On January 15, Hovland resident Robert ‘Tor’ Torkildson traveled down to South Africa to join the visionary Bjorn Heyerdahl and a collection of crew members from around the globe in a series of sea trials for the much-anticipated Midgard Expedition.
With Torkildson’s help, Heyerdahl, grandson of the legendary explorer Thor Heyerdahl, has put together an expedition that plans to travel coastal waterways around the globe in a sustainably handcrafted 40-foot Viking longboat named the Midgard Herron. Built with hand-hewn white oak beams, hand-forged nails, and hand-woven rope, the Herron and her crew plan to follow ancient Viking pathways as they strive to highlight both modern and ancient models of intelligent, sustainable and integrated life on earth.
To a peripatetic explorer like Torkildson, adventures like the Midgard Expedition are more than a past time, more than a diversion from work and the demands of ordinary life. For Torkildson, the act of exploration is a reason for being, a need rather than a want, whose calling he heard from a young age and has followed ever since.

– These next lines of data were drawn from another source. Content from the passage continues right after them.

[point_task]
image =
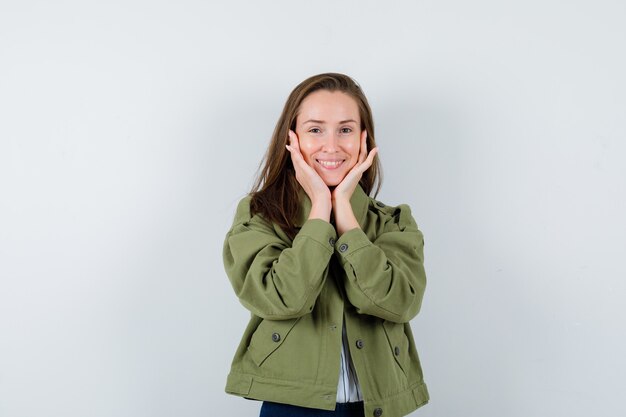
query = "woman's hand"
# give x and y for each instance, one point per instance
(344, 216)
(311, 182)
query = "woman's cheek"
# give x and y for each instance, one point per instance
(306, 147)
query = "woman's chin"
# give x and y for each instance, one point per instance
(332, 182)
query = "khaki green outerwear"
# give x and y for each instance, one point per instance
(299, 293)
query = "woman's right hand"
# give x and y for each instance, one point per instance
(311, 182)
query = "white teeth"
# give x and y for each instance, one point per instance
(330, 164)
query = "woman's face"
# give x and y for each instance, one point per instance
(329, 132)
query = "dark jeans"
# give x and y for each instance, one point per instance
(270, 409)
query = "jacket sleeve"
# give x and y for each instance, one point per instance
(272, 277)
(386, 277)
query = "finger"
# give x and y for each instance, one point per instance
(294, 140)
(363, 150)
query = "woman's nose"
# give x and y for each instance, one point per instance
(330, 144)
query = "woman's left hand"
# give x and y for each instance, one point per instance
(344, 215)
(344, 190)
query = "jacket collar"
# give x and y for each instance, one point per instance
(359, 202)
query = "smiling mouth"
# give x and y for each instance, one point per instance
(330, 164)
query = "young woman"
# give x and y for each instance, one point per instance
(331, 275)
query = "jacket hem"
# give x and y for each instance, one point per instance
(319, 396)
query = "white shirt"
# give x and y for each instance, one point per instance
(348, 389)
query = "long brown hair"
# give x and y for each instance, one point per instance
(275, 191)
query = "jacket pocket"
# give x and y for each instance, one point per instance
(268, 337)
(398, 344)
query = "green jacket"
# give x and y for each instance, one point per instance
(300, 291)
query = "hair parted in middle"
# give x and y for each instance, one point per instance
(275, 193)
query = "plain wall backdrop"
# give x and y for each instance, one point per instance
(130, 129)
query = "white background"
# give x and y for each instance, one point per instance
(130, 129)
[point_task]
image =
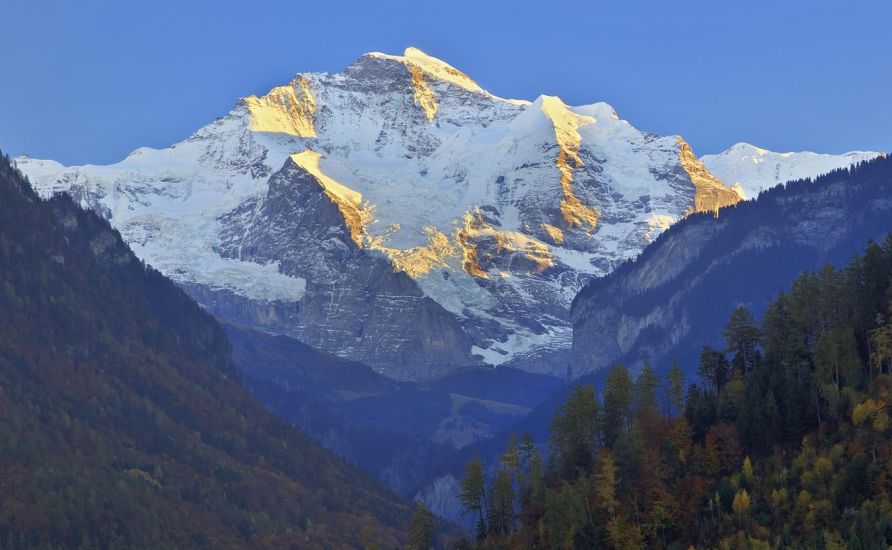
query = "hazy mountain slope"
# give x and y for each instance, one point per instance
(684, 285)
(750, 169)
(123, 423)
(396, 213)
(398, 432)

Torkildson was raised on his family’s resort in Hovland, where he developed an intimate relationship with Lake Superior and a love for big water. When asked what sparked his decision to pursue the life of an explorer, Torkildson is quick to credit Lake Superior and the ships he used to watch navigate its icy waters as a young child.
“I used to look out across Superior at the ore boats,” says Torkildson, “and from watching them I decided that I wanted to be a sea captain. So, I went off to college, entered the Navy, and was navigating ships all over the place. Then I left the Navy and really wanted to see the world, so that’s what I pursued. I have spent most of my adult life overseas.”
Inspired by Superior, Torkildson’s travels have taken him to places as far reaching as the Himalayan Mountains, as wild as the Amazonian Rainforest, and as spacious as the Saharan Desert. All told he has spent time in 135 different countries and worked as a diver, commercial fisherman, ship navigator, customs and immigration expert, writer, publisher, a fixer in Africa and as a vintner in Sicily.
In May of 2019, Torkildson and his wife Siffy decided to move back to the North Shore and make Hovland their “home-base.” Again, Torkildson cited Lake Superior as a source of inspiration, though this time as the inspiration to return home rather than leave it.
“Lake Superior was a huge draw, I mean, it’s really wild up here and I like that,” says Torkildson. “Now I’m mushing, trekking and living a sustainable lifestyle that I appreciate in a community that inspires me. We call this place our ‘lighthouse’ and Hovland is our ‘main-base.’ It feels good to be home.”
Back in Hovland, Torkildson and Siffy have found the perfect place to continue preparing for the Midgard Expedition. The expedition is set to officially launch from Oslo, Norway in July of 2020, after the crew completes a series of initial sea trials in South Africa.
“South Africa is where Bjorn Heyerdahl lives,” says Torkildson. “It’s where the boat was built, so that’s why we met there in January.”
“The (sea trials) are about the crew getting to know each other, getting to know the boat and getting to know the expedition,” says Torkildson. “Bjorn has created this program for us where we’re going to first visit the model community that he’s developed (in South Africa), than we will get the ship in the water. We will start inland at the Katse Dam, but the hope is to finish by traveling around the Cape of Storms.”
In addition to serving as a rower and navigator aboard the Midgard Herron, Torkildson will also be the expedition’s “scribe.”
“Basically, I am the writer for the expedition,” says Torkildson, “so I’ll be collecting stories from people, seeking out communities and individuals who are doing groundbreaking work, and also interviewing old timers to see how the environment has changed during their lifetimes.”
When asked about the expedition’s mission, Torkildson described it as “finding solutions to society’s current global crisis in the same way that the Vikings had to do so 1,200 years ago.”
“The purpose of this whole thing is the search for intelligent life on earth, but really it’s all about finding solutions and than broadcasting those solutions to the world,” says Torkildson. “Our ship, the Midgard Herron, is a platform to that end, a platform to go out and interact with the global citizens that are trying to do the right thing and save this planet.”
For further information on the Midgard Expedition, its crew, and to follow the Midgard Herron’s progress on each leg of its journey, visit their website: midgardexpedition.com.
In addition to his work on the Midgard Expedition, Torkildson is also working on a book of “fictional essays” entitled The Hovland Chronicles: Stories I have heard, overheard, or misunderstood.